Commenting on the government’s request for a report on shale gas, Cuadrilla’s CEO Francis Egan said, “The Government clearly recognises the huge potential that shale gas offers this country, and this review may be a tentative first step towards overturning the moratorium and exploiting that potential.”
INEOS has written to the UK government offering to safely develop a fully functioning Shale test site to demonstrate that the technology can be safe and secure in the UK.
“The UK is right to be re-examining its energy policy and to look again at the North Sea as part of the answer to our energy needs. But, as the US has shown, shale gas from home could make us self-sufficient in ten years and we need to re-examine this too,” said Sir Jim Ratcliffe, INEOS founder and chairman.
Ping Petroleum Limited, a subsidiary of Dagang NeXchange Berhad (DNeX), has received a letter of “no objection” from the NSTA in relation to its proposed development concept for the Avalon discovery in the Central North Sea offshore the UK. The company will now finalise conceptual development planning and begin Front End Engineering works in preparation to submit the Avalon Field Development Plan, with Final Investment Decision expected later this year. Subject to availability of key materials and equipment, production from the oilfield is scheduled to begin between mid-2024 and mid-2025.

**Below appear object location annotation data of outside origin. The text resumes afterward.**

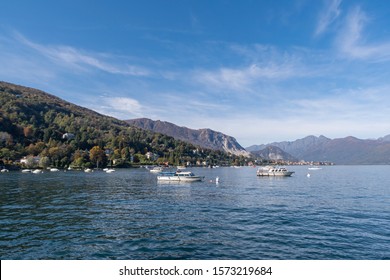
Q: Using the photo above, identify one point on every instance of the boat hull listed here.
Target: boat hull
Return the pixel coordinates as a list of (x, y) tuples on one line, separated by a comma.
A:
[(274, 171), (178, 176), (282, 174)]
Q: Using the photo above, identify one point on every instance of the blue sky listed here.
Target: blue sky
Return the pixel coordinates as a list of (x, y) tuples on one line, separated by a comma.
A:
[(260, 71)]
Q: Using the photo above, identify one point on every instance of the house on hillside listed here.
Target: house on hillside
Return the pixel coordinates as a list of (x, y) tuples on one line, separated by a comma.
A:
[(151, 156), (68, 136)]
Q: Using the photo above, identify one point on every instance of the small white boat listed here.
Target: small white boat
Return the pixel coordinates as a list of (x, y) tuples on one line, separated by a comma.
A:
[(273, 171), (314, 167), (179, 176), (157, 169)]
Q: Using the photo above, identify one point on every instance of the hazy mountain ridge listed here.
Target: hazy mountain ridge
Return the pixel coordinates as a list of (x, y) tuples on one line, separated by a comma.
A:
[(206, 138), (348, 150), (274, 153), (34, 123)]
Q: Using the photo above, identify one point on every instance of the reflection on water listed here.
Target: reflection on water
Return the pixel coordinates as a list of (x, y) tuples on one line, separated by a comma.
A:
[(339, 212)]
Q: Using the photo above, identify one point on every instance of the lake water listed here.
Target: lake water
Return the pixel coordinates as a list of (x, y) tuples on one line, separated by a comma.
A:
[(339, 212)]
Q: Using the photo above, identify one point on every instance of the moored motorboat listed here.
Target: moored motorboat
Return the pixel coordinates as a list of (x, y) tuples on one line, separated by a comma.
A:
[(273, 171), (179, 176), (314, 167), (157, 169)]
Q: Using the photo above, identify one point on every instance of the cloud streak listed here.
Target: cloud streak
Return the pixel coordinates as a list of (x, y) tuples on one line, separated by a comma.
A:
[(351, 39), (331, 12), (81, 60)]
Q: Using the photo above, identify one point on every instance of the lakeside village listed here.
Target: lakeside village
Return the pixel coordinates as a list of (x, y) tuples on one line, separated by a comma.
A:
[(98, 158)]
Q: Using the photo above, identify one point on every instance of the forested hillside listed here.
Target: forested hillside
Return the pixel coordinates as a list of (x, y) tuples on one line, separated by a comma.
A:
[(57, 133)]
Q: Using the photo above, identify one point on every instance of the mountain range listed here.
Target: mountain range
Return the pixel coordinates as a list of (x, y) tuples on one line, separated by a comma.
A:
[(205, 138), (29, 116), (348, 150)]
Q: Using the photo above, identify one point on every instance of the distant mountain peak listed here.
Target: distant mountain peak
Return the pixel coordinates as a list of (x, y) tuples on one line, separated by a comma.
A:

Repsol Sinopec Resources UK announced that the Golden Eagle, Piper and Claymore field owners had executed new agreements reaffirming their commitment to export produced oil to the Flotta Terminal until end of field life in the 2030s.
Neptune Energy has received an improved environmental, social and governance rating from Sustainalytics of 23.2, putting it in the top 3% of all oil and gas companies rated by the organisation, the energy firm said on 20 April.
i3 Energy plc has executed a Farm-in Agreement with Europa Oil & Gas Limited, following Europa’s completion of its equity fundraising to fund its share of the upcoming Serenity appraisal well. The companies will now launch the detailed planning and permitting process for the Serenity appraisal well, which they currently expect to spud in late Q3 this year, i3 Energy CEO Majid Shafiq said.
Serica Energy slightly revised down its production guidance range for 2022 to 26,000 boe/d-30,000 boe/d from 27,100- 33,600 boe/d, to reflect lower Columbus production rates and current supply chain limitations causing 2022 programme delays.
Deltic Energy said on 22 April it is preparing for the drilling of the Pensacola site, which its joint venture partner Shell has indicated could start towards the end of the third quarter of 2022.
Australia-based Finder Energy Holdings is expanding its UK North Sea portfolio after entering into an agreement with Talon Energy to buy a 100% interest in the Seaward Production Licence P2527 adjacent to the giant Buzzard Oil Field in the central North Sea.
“Finder’s prospects are attractive to operators of nearby infrastructure because they open up the potential for low cost and rapid tie-backs to achieve early production by utilising capacity in their existing infrastructure. These factors greatly improve the farmout potential of Finder’s prospects, which is the central pillar of Finder’s Infrastructure-Led Exploration Strategy,” Finder CEO Damon Neaves said.
Egdon Resources plc announced on 26 April that Shell U.K. Limited had informed Egdon and the North Sea Transition Authority of its intention to withdraw from licences P1929 and P2304 containing the Resolution and Endeavour gas discoveries. Egdon will now consider its options, including its ongoing commitment to the licences and will discuss this with the NSTA, the company said.